Он глубоко вздохнул и помолчал немного. Предстоятель тоже ничего не говорил и только выжидательно смотрел на Кнехта, поэтому тот задумчиво кивнул ему и заговорил:

– Оказалось, я должен нести двойное бремя, и это длилось долгие годы. Мне надо было управлять большим ведомством и отвечать за него, а с другой стороны, мне надо было справиться со своей любовью к внешнему миру. Моя работа – и это было мне ясно с самого начала – не должна была страдать от этой любви. Напротив, как я полагал, она должна от нее выиграть. Если бы я даже – надеюсь, что это было не так – несколько хуже, не столь безупречно выполнял свою работу, чем следовало ожидать от Магистра, я все равно сознавал бы, что я живей и бодрственней сердцем, нежели иной самый безукоризненный из моих коллег, и у меня было что дать моим ученикам и сотрудникам.

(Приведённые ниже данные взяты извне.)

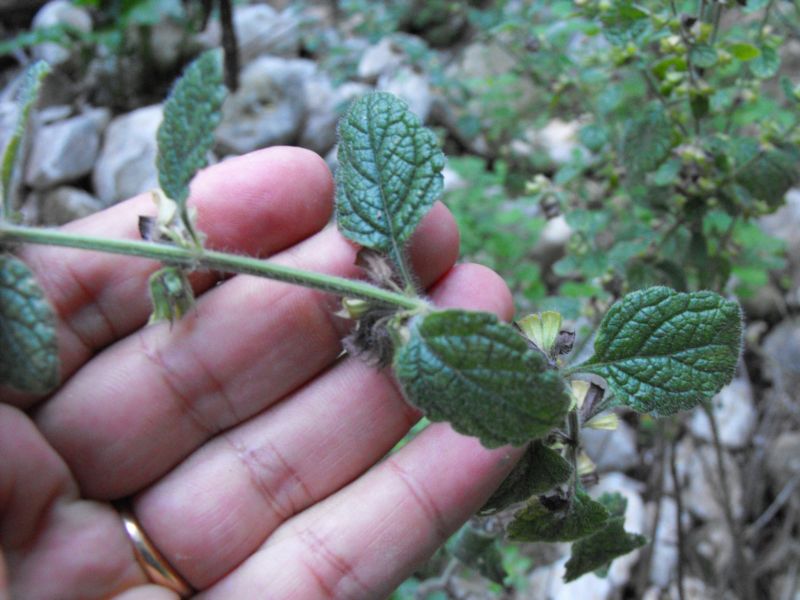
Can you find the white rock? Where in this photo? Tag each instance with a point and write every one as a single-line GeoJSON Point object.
{"type": "Point", "coordinates": [784, 224]}
{"type": "Point", "coordinates": [65, 204]}
{"type": "Point", "coordinates": [735, 412]}
{"type": "Point", "coordinates": [126, 165]}
{"type": "Point", "coordinates": [59, 12]}
{"type": "Point", "coordinates": [558, 139]}
{"type": "Point", "coordinates": [383, 58]}
{"type": "Point", "coordinates": [635, 520]}
{"type": "Point", "coordinates": [324, 105]}
{"type": "Point", "coordinates": [65, 150]}
{"type": "Point", "coordinates": [269, 106]}
{"type": "Point", "coordinates": [51, 114]}
{"type": "Point", "coordinates": [167, 39]}
{"type": "Point", "coordinates": [8, 120]}
{"type": "Point", "coordinates": [261, 30]}
{"type": "Point", "coordinates": [412, 87]}
{"type": "Point", "coordinates": [699, 474]}
{"type": "Point", "coordinates": [664, 562]}
{"type": "Point", "coordinates": [452, 180]}
{"type": "Point", "coordinates": [548, 583]}
{"type": "Point", "coordinates": [782, 355]}
{"type": "Point", "coordinates": [714, 543]}
{"type": "Point", "coordinates": [783, 459]}
{"type": "Point", "coordinates": [611, 450]}
{"type": "Point", "coordinates": [552, 241]}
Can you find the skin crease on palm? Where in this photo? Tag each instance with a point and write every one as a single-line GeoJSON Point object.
{"type": "Point", "coordinates": [253, 457]}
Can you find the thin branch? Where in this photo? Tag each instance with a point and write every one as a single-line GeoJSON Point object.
{"type": "Point", "coordinates": [679, 524]}
{"type": "Point", "coordinates": [782, 498]}
{"type": "Point", "coordinates": [212, 261]}
{"type": "Point", "coordinates": [747, 584]}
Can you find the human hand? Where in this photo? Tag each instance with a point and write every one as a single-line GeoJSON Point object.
{"type": "Point", "coordinates": [250, 454]}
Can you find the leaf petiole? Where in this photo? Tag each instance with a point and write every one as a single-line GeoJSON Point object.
{"type": "Point", "coordinates": [214, 261]}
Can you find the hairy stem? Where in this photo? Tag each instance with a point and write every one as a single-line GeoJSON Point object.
{"type": "Point", "coordinates": [213, 261]}
{"type": "Point", "coordinates": [742, 565]}
{"type": "Point", "coordinates": [679, 519]}
{"type": "Point", "coordinates": [573, 446]}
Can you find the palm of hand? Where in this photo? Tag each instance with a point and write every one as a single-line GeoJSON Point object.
{"type": "Point", "coordinates": [248, 450]}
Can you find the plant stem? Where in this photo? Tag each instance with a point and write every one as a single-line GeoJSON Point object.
{"type": "Point", "coordinates": [741, 564]}
{"type": "Point", "coordinates": [574, 433]}
{"type": "Point", "coordinates": [211, 260]}
{"type": "Point", "coordinates": [762, 27]}
{"type": "Point", "coordinates": [679, 521]}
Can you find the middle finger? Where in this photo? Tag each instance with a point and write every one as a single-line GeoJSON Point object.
{"type": "Point", "coordinates": [144, 404]}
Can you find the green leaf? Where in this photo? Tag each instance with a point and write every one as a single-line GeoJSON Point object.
{"type": "Point", "coordinates": [29, 358]}
{"type": "Point", "coordinates": [667, 173]}
{"type": "Point", "coordinates": [28, 94]}
{"type": "Point", "coordinates": [480, 552]}
{"type": "Point", "coordinates": [596, 551]}
{"type": "Point", "coordinates": [767, 64]}
{"type": "Point", "coordinates": [623, 22]}
{"type": "Point", "coordinates": [171, 294]}
{"type": "Point", "coordinates": [593, 137]}
{"type": "Point", "coordinates": [770, 174]}
{"type": "Point", "coordinates": [538, 471]}
{"type": "Point", "coordinates": [789, 90]}
{"type": "Point", "coordinates": [703, 56]}
{"type": "Point", "coordinates": [662, 351]}
{"type": "Point", "coordinates": [478, 373]}
{"type": "Point", "coordinates": [539, 523]}
{"type": "Point", "coordinates": [186, 135]}
{"type": "Point", "coordinates": [744, 51]}
{"type": "Point", "coordinates": [647, 140]}
{"type": "Point", "coordinates": [389, 175]}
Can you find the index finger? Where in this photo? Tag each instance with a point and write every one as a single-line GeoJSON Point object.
{"type": "Point", "coordinates": [257, 204]}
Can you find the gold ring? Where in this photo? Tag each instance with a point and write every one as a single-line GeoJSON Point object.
{"type": "Point", "coordinates": [152, 562]}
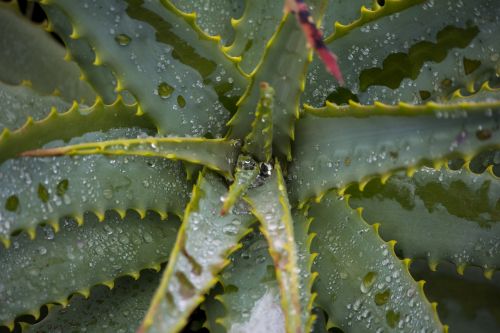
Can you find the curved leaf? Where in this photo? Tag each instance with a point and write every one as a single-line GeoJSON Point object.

Я видел свою задачу в том, чтобы, не порывая с традициями, постепенно, осторожно расширять и подогревать касталийскую жизнь и мышление, чтобы влить в нее струю свежей крови от мира и от истории, и по счастливому стечению обстоятельств в то самое время в миру, за пределами Касталии, у одного мирянина зародились подобные же мечты о сближении и взаимопроникновении Касталии и мира: то был Плинио Дезиньори.

Магистр Александр, слегка поджав губы, проговорил:

– Да, от влияния на вас этого человека я никогда не ожидал ничего доброго, равно как и от вашего незадачливого протеже Тегуляриуса. Так это Дезиньори окончательно склонил вас порвать с иерахией?

– Нет, domine, но он отчасти, сам того не сознавая, помог мне. Он вдохнул немного свежего воздуха в мою застоявшуюся жизнь, благодаря ему я вновь соприкоснулся с внешним миром и лишь тогда смог убедиться и сознаться самому себе, что мой путь здесь, у вас, подходит к концу, что я уже не способен испытывать искреннюю радость от своей работы и пора положить конец этой муке. Еще одна ступень пройдена, я миновал еще одно пространство, и этим пространством на сей раз была Касталия.